Introduction
International trade has been a highly politicized topic for centuries, going back at least to the mercantilists of the 17th and 18th centuries, who believed that the purpose of trade was to accumulate gold by having exports exceed imports. Trade, or the desire to acquire new goods from abroad, also underlay much of the exploration of the New World and elsewhere, and much of the exploitation of human beings that took place in earlier centuries (cf., Marco Polo, Columbus, colonization and exploitation as in Sweetness and Power and the Congo Free State).
Because of their view that exports should exceed imports, mercantilists favored restrictions on trade (i.e., restrictions on imports) as a means of promoting a favorable trade balance. Beginning in the 18th century, however, economists made a compelling case for the advantages of free trade. We will begin to examine those arguments today, but before doing so, we'll first examine trade patterns and trends.
U.S. International Trade: Composition and Trends
We can see from recent data on the trade balance (transparency from WSJ) or from a longer overview (Parkin's Fig. 18.3) that the U.S. is a net importer. That is, our imports exceed our exports, and this has been the case for the past 20 years (for most of the period from 1960-1975 we were a net exporter). As we noted earlier in the course, the fact that we import more than we export means that we have to finance the difference by borrowing from foreigners or by selling our assets to them.

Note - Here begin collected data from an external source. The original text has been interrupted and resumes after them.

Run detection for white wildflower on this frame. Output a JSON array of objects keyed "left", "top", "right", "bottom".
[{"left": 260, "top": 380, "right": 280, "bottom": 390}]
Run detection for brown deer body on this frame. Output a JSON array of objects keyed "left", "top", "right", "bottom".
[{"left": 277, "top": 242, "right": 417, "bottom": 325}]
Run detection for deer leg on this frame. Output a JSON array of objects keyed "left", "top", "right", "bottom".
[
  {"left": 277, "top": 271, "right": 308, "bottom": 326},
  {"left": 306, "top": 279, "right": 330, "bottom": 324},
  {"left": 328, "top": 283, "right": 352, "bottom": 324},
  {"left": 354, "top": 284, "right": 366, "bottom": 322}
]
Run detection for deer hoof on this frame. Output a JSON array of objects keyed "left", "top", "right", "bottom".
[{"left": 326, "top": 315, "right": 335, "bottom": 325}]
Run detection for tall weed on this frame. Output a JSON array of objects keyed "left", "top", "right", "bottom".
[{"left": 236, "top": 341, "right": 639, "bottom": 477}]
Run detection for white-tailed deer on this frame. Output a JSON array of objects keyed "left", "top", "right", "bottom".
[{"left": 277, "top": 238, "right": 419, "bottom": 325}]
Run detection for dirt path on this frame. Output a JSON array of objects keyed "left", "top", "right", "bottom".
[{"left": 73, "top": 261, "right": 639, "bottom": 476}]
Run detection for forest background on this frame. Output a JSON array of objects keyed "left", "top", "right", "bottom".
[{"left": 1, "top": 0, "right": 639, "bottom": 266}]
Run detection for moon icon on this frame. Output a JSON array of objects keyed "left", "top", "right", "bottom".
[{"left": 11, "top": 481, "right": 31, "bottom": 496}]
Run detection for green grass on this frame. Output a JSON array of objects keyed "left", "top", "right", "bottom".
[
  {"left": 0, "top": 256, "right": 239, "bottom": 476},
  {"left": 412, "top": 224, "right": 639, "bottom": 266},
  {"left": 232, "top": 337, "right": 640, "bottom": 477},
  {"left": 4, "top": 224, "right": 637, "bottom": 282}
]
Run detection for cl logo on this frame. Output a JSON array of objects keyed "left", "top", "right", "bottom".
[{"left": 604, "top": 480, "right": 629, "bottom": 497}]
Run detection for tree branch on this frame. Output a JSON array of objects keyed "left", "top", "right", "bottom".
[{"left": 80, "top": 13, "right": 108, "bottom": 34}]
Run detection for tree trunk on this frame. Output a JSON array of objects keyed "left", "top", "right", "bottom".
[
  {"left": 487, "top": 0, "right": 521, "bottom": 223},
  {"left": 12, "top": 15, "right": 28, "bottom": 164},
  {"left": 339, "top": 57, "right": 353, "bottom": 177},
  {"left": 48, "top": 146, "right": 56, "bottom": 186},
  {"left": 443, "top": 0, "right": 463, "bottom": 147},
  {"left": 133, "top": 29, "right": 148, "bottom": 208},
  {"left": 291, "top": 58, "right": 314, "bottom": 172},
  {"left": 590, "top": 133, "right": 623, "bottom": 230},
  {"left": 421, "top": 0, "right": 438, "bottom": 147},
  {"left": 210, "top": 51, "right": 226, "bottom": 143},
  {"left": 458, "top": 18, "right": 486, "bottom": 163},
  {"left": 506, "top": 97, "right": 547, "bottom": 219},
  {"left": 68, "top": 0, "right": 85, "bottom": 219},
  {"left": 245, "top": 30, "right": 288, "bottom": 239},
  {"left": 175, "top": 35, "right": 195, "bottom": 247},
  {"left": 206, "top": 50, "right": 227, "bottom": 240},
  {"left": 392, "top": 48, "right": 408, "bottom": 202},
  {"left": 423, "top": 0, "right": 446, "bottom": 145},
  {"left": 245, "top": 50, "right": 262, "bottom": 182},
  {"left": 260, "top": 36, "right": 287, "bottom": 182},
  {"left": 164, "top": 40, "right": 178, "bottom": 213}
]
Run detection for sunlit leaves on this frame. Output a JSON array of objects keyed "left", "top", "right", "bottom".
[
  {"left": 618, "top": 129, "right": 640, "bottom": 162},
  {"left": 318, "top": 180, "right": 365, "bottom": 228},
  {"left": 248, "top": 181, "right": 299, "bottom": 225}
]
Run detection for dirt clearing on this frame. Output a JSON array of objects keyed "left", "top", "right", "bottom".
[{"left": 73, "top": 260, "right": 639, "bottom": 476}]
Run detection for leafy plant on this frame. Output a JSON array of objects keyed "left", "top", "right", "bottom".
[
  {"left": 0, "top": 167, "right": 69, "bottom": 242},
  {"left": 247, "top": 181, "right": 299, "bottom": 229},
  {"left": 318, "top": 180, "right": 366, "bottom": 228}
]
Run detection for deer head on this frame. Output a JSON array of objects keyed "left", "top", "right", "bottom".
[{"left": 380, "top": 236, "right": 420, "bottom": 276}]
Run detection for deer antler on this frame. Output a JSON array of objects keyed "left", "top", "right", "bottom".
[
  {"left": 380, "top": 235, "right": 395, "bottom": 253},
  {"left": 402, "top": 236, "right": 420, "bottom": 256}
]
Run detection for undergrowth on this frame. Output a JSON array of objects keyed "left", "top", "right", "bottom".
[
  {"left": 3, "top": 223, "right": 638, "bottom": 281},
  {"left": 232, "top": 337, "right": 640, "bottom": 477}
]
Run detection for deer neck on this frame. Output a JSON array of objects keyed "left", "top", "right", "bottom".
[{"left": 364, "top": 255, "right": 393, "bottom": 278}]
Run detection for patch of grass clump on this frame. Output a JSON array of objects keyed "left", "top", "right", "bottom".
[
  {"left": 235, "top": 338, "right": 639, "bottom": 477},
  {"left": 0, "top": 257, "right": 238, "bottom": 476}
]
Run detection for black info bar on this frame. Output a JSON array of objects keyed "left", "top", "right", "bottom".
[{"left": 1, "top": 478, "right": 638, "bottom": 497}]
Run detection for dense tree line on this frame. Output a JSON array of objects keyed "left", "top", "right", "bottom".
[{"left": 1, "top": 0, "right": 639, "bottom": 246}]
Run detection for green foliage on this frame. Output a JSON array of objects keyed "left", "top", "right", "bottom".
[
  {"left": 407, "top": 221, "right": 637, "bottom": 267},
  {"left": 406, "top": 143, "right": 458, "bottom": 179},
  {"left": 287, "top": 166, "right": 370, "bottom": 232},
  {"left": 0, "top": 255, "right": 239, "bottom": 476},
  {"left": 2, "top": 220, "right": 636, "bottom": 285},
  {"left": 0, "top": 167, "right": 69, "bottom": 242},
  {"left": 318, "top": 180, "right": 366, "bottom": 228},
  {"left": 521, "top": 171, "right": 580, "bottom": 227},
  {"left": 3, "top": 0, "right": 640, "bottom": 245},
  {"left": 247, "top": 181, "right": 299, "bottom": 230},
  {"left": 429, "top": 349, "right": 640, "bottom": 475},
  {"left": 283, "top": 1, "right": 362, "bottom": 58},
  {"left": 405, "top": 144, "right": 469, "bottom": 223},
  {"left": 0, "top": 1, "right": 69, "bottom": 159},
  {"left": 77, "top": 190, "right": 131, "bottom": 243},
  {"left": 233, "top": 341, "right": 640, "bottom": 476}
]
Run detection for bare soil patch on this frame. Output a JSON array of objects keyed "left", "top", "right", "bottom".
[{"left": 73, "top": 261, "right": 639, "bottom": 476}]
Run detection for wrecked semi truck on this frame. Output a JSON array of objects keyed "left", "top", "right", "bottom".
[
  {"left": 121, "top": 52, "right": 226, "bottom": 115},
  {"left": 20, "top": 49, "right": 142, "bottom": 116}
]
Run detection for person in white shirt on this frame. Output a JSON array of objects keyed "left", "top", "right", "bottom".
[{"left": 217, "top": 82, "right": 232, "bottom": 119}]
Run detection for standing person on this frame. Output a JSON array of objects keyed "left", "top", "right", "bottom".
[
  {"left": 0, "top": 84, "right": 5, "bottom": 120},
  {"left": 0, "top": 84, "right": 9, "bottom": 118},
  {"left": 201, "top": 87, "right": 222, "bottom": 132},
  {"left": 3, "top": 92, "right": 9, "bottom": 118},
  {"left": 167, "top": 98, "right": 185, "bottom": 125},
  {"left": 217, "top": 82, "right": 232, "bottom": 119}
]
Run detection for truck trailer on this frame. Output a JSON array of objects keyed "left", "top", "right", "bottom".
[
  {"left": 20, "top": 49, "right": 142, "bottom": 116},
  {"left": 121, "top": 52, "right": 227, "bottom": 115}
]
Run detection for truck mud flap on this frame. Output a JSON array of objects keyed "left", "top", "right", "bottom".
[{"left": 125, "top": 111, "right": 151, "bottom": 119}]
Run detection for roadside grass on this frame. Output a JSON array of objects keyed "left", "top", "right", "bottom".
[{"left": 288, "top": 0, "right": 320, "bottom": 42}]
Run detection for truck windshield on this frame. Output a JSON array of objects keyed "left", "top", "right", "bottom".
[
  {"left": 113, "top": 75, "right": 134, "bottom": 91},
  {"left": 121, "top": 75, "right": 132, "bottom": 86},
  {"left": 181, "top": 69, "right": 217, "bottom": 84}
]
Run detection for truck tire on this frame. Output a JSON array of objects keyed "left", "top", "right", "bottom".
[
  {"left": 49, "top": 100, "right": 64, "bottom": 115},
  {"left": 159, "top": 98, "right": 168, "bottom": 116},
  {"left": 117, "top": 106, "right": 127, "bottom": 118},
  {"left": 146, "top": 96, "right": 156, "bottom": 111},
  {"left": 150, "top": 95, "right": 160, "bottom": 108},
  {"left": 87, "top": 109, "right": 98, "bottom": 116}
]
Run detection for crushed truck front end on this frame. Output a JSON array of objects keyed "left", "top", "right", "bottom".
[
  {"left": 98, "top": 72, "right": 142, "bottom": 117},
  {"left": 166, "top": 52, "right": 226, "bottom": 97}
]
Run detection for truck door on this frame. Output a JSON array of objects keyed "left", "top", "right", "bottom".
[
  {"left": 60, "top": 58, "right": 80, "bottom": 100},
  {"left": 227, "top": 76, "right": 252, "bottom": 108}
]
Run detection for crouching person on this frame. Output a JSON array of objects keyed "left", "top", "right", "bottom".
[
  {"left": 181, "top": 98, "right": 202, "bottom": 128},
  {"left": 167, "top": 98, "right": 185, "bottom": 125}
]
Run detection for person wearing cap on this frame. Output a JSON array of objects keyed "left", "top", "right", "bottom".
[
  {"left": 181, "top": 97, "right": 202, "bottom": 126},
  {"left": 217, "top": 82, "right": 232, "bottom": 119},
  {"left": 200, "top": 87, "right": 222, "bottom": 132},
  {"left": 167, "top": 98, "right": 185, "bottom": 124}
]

For many less developed countries (LDCs), trade has often involved exporting raw materials and agricultural output to industrialized countries and importing manufactured goods in return. From this perspective, one might imagine that this characterization applies in reverse to industrialized countries (i.e., they import raw materials and export manufactured goods). However, examination of data on U.S. exports and imports (Parkin's Table 18.1) shows that this is not the case.
In particular, when exports and imports are broken down into major categories, it is clear that the U.S. is a net exporter of agricultural products. The U.S. is also a net exporter of services, with travel & transportation and royalties & license fees as major contributors to the surplus of services. Our overall trade deficit stems primarily from our deficit in trade in manufactured goods, and we also have a deficit in industrial supplies & materials (with oil as the key element here).
Our overall trade deficit is linked to our deficit in manufactured goods, which accounted (in 1994) for 59 percent of our total imports. Industrial supplies & materials represented just over 20 percent of our imports, followed by services at 17 percent and agricultural products at 4 percent. Note, however, that while we import a lot of manufactured goods, we also export a lot: they represented (in 1994) 48 percent of our exports, followed by services (28 percent), industrial supplies & materials (17 percent), and agriculture (7 percent).
Looking at trade in manufactured goods in a little more detail, it is clear that we are heavy net importers of consumer goods and automotive vehicles & parts, while we have a slight trade surplus in capital goods. With respect to industrial supplies & materials, we import a lot in fuels, but otherwise have essentially balanced trade.
With respect to the geographical patterns of trade, Parkin shows that historically our major trading partners were Canada and countries in Europe and Latin America. More recently, however, Japan and other Asian economies have come to the fore as trading partners, and this year China has replaced Japan as the country with which we have the largest bilateral trade deficit. Overall, our exports and imports have gone from being roughly 5 percent of production and consumption in 1960 to more than twice that level at present. This reflects the increasing levels of trade worldwide, and this in turn means that we have a more open economy now than was the case 35 years ago.
Opportunity Cost, Comparative Advantage, and Gains from Trade
Parkin provides a nice simple model, using two countries, two goods, and the production possibility frontier, to illustrate key concepts pertinent to understanding and analysis of trade. In brief, his analysis shows that when opportunity costs differ between countries, the country with the lowest opportunity cost of producing a good has a comparative advantage in that good.
Further, comparative advantage is the source of the gains from international trade. Countries are able to buy some goods and services from other countries at lower opportunity costs than those at which they can produce the goods and services for themselves.
This results in gains from trade: compared to a no-trade situation, countries increase their production of goods and services in which they have a comparative advantage and decrease production where they do not, and their trade allows them to achieve higher consumption possibilities than exist in the absence of trade (see Parkin's Fig. 18.7).
It is tempting to think that absolute advantage (i.e., higher productivity in production of all goods) would negate the gains from trade. Put differently, how can a high-productivity country gain from trading with a low-productivity country?
However, as we saw earlier in the semester with a simple numerical example, and as Parkin argues in this chapter on trade, the cost of production in terms of the factors of production employed (i.e., productivity) is irrelevant to determining the gains from trade. What matters is the opportunity cost of one good in terms of other goods. Hence, whenever opportunity costs are different, everyone has a comparative advantage in something, and there are opportunities for gains from trade.